Yes, they sang Christian songs at the meetings. She actually liked that part. She especially liked “Southern Cross.”
“When you see the Southern Cross for the first time . . . ”
Those folksy lyrics, the guitar twang. It didn’t seem harmful, sinister, or any of the other things her sister rolled her eyes about. Who cares about God. Katy never thought about it. Although sometimes she wondered where He had been that crisp sunny morning in September, two years earlier. No one knew what to make of it. And, to be quite honest, she did think some of the lessons from the Bible-study book were good lessons. Love thy neighbor. Well, you couldn’t argue with that, now, could you?
So, when the head of the Spring Youth, Muskegon, chapter insisted she apply to Hope College on a Christian Youth scholarship, she didn’t blink. What was wrong with that? These were good people. A couple of them were a little scrambled, but for the most part, these were kind, modest people. People who baked banana bread.
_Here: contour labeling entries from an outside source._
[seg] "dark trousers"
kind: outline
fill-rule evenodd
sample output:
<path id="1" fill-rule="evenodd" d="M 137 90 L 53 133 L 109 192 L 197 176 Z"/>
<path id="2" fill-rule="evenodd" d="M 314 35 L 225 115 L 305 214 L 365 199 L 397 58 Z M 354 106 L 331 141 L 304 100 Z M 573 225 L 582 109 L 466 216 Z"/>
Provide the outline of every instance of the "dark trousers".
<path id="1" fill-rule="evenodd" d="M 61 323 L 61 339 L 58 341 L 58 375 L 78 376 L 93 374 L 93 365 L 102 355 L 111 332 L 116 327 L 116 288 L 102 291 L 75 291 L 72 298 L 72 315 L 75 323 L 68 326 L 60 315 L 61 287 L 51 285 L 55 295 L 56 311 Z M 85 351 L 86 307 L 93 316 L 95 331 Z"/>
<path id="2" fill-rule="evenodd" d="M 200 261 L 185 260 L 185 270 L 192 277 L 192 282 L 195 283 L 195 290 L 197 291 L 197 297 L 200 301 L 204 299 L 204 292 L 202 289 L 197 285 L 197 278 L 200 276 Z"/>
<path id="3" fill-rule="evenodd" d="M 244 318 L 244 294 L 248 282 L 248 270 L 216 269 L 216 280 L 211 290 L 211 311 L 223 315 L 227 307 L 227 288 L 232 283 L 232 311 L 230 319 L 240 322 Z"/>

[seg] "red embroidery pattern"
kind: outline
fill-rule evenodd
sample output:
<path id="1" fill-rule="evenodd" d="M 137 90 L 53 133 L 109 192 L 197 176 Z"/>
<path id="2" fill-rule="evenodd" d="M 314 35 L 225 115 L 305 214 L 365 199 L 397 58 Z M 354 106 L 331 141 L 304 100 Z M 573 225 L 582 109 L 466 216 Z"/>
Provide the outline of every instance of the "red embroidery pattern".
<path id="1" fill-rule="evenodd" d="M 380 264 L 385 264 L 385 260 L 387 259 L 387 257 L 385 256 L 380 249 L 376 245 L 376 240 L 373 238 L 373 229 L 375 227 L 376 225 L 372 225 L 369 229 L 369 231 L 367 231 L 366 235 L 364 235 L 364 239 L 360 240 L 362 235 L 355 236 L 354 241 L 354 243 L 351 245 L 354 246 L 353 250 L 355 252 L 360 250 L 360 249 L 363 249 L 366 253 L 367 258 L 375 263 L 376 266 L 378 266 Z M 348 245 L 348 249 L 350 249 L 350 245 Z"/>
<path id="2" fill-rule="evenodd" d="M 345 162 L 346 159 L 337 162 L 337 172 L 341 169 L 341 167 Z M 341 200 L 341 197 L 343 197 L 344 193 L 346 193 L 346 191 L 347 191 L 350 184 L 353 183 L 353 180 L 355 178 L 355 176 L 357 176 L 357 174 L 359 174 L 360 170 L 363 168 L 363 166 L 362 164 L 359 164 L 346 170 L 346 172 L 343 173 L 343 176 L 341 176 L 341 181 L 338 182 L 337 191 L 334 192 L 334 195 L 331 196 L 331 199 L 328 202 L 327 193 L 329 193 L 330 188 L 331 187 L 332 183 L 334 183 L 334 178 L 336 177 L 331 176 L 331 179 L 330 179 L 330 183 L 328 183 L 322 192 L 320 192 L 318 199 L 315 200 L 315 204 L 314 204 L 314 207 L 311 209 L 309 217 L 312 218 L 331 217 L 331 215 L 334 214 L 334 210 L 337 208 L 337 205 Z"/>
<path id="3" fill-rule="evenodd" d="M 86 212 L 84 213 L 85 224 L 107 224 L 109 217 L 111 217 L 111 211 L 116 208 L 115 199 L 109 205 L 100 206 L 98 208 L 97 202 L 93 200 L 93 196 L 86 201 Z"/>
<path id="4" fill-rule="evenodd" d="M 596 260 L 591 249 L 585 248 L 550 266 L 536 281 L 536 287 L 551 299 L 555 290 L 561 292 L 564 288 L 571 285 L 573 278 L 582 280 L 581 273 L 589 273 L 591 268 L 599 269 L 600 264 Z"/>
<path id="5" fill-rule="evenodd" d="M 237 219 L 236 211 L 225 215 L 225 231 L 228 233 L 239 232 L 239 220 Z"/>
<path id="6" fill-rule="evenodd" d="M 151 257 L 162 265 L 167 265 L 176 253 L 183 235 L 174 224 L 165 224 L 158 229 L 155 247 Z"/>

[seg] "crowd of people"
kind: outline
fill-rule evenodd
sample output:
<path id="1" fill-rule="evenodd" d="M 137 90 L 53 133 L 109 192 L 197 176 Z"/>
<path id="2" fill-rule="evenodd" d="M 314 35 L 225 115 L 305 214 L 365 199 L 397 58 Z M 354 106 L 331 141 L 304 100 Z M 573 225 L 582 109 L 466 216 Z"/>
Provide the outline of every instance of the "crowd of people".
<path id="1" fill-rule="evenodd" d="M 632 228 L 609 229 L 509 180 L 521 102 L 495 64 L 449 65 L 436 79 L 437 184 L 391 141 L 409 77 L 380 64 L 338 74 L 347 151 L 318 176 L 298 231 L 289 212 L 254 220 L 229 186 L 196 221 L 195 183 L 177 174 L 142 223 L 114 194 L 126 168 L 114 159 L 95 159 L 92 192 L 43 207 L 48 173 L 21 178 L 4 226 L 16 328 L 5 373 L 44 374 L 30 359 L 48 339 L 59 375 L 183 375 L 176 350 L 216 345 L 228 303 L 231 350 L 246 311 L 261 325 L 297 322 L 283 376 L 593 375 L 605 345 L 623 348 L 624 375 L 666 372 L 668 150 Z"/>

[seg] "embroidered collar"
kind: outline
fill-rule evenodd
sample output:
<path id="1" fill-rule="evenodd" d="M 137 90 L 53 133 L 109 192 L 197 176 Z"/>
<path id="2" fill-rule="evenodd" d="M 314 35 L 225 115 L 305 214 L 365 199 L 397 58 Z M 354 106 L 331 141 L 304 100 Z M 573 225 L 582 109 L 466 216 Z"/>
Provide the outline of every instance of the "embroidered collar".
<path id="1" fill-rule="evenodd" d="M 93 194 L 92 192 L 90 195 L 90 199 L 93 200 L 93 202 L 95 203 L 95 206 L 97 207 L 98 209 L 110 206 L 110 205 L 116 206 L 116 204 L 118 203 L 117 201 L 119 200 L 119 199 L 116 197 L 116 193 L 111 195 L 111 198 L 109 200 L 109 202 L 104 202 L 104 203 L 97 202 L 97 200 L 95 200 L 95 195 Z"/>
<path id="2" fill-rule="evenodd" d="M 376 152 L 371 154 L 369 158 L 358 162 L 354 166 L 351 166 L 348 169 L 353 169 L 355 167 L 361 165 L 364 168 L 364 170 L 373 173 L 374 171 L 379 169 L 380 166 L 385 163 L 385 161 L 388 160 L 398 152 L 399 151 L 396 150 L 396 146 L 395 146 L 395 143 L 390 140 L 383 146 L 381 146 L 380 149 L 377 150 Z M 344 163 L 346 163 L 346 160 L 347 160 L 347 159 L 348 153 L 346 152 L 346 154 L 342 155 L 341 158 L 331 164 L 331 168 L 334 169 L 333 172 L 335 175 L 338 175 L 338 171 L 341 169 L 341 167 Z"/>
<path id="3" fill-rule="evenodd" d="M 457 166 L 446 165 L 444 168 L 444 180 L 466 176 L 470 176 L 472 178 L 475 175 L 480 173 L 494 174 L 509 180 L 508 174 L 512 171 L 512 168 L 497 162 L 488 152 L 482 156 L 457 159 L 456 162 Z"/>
When Katy won the scholarship to Hope College, mid-June, she was whirling with excitement, didn’t think twice about landing straight on the honors list and maybe more. That’s the way things happened for Katy. Quiet, pragmatic, redheaded Katy with wavy hair and green imploring eyes.
She didn’t notice, much, the attention in her Film & Television seminar from Brad or Lars or Danek. Even though it was obvious. Anyone could see it. You would have to be a complete imbecile not to see them all circled around, leaning in, facing her.
Film & Television 101 was not in the curriculum, by any means, but Katy had a yen to learn documentary filmmaking and travel the world to places with exotic names and somehow save everyone.
Brad, Lars, and Danek took the class because Katy did.
Brad, tall and spindly. Lars, short with sandy mop hair. Danek, dirt-haired, glasses, and smarter than Hope itself. It was clear Danek was destined for greatness, even with his funny little glasses, one day you would see him in The New York Times perhaps. An article maybe. But for now, the three freshmen, along with their beloved Katy, sat listening to Professor Wishik’s theory of film, which didn’t so much amount to a theory as a concoction of thoughts, thrown in a pot, boiled up and served as a stew. Oh, Professor Wishik. You really were behind the times.
This fluorescent room, these blue chairs with metal legs, these white beech laminate tables, everything plastic and pale, a gutless kind of learning place, dry as chalk.
Somehow through the draining drone of facts and names and titles came an assignment.
Find a subject. Make a documentary. Simple enough.
Now Katy leans in, as do Danek, Brad, and Lars, as the quest is taken up.
Danek says it, almost out of the blue. The others talking, distracted.
“That Krause case.”
A lean in, a pause.
“That Krause case. From the ’70s. That girl. You know, the one that went here.”
Brad and Lars stay silent, taking their cue from Katy. She will make the decision.
“The dead girl?” Katy doodling, somewhere else.